Some of my fondest memories at university are the nights that we stayed up, baking well into the night and this recipe is in fact from one of my old flat mates. It is a great recipe because, not only is it super simple, but it also makes enough dough that you can freeze some of it to use at a later date. You also don’t have to press the dough into shapes when putting them on a baking tray you can just roll them into balls and place onto the tray.
I only had dark brown sugar which is why mine are a little dark looking but actually the dark brown sugar gave the cookies a deeper molasses type flavour. I think these would make a great dessert with some salted caramel ice cream sandwiched in between two cookies.

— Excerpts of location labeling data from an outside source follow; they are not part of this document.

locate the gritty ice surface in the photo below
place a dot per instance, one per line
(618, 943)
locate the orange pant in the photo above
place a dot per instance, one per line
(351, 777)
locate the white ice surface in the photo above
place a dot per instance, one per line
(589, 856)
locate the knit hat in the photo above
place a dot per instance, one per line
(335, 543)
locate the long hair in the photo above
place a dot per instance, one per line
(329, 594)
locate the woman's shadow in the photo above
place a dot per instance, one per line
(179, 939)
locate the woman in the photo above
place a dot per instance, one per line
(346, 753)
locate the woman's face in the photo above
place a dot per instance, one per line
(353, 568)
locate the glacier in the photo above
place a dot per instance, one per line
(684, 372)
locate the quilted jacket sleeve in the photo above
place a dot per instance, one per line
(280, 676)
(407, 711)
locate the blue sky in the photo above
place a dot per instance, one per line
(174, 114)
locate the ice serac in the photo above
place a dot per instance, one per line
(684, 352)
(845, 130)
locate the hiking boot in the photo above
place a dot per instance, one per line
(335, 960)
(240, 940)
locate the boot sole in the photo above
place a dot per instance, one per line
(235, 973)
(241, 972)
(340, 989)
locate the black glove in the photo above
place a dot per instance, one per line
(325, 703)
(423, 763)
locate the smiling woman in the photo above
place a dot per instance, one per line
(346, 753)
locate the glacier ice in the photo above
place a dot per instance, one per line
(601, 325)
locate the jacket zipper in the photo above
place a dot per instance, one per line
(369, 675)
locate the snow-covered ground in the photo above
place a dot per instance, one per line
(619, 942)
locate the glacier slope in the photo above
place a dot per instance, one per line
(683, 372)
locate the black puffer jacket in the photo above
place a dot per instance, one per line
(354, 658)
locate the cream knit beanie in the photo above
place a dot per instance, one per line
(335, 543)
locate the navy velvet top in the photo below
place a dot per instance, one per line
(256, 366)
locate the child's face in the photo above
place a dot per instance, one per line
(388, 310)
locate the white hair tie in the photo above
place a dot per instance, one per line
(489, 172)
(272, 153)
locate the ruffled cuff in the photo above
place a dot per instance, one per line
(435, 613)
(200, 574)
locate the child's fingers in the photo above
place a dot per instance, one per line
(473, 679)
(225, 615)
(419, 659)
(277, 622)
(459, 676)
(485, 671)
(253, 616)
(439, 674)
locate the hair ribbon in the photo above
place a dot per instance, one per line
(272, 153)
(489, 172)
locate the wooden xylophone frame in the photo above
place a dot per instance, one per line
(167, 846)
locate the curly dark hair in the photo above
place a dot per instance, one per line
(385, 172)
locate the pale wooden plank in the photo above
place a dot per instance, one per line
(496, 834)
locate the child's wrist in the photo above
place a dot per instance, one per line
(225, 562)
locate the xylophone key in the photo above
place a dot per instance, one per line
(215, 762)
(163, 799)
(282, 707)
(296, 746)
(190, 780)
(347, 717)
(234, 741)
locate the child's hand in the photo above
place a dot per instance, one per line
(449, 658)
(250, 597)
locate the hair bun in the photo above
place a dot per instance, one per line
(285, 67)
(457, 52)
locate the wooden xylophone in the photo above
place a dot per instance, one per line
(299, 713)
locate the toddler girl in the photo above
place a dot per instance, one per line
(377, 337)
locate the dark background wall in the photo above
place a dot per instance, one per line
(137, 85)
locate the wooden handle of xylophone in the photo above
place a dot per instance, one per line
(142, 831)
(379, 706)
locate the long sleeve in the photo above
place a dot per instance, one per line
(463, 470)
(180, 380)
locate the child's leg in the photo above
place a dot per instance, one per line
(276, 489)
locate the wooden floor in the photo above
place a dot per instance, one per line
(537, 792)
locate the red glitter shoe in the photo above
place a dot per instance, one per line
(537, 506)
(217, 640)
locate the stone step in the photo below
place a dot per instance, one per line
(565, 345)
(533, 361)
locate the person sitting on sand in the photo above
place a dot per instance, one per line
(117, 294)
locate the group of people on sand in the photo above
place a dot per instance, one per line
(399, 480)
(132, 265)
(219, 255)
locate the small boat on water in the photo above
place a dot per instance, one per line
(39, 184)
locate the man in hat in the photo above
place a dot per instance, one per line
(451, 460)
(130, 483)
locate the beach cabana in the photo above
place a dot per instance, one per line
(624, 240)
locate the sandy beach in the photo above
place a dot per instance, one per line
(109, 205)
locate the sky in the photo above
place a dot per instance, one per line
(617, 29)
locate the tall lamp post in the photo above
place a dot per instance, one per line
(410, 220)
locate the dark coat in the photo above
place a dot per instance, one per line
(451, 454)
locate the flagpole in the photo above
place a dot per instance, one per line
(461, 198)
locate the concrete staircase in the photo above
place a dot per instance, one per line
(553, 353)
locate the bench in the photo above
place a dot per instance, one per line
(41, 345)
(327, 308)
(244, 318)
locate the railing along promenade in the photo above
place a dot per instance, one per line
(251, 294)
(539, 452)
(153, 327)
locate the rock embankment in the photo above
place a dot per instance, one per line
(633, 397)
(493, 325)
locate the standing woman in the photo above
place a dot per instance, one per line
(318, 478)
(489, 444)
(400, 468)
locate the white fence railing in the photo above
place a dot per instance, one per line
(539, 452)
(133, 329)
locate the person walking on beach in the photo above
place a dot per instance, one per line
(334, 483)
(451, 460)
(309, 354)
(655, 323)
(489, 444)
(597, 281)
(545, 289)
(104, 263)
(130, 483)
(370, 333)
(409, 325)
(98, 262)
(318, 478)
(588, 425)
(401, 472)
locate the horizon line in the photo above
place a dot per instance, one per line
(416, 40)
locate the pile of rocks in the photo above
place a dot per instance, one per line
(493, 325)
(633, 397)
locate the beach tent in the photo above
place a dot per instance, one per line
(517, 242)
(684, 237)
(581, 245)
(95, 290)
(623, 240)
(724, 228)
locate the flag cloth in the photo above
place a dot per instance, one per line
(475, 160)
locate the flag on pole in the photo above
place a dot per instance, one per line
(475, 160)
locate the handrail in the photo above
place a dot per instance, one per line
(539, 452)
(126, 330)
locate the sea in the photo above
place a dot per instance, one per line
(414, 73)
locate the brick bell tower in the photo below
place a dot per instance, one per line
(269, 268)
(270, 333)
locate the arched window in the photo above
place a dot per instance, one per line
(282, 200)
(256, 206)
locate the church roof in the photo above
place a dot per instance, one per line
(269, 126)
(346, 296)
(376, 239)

If you do freeze some of the dough, use cling film to roll into a log. Wrap tightly and freeze. To bake, defrost overnight and then bake as instructed.
Chocolate Chip Cookies
180g butter, melted and cooled
1 cup brown sugar, packed
1/2 cup sugar
1 egg and 1 egg yolk
2 teaspoons vanilla essence
2 cups + 2 tablespoons flour
1/2 teaspoon baking soda
1/2 teaspoon salt
1 1/2 cups chocolate chips
1. Preheat oven to 160 C.
2. Beat together butter and sugars, then beat in egg, yolk and vanilla essence.
3. Mix together flour, baking soda and salt in another bowl, then add to butter mixture and mix until just combined. Mix in chocolate chips.
4. Place balls of dough onto a baking tray and bake for 11 – 14 minutes. Cookies should be golden brown with slightly hardened edges and still slightly soft in the centre. Cool for a few minutes and then transfer to a wire rack.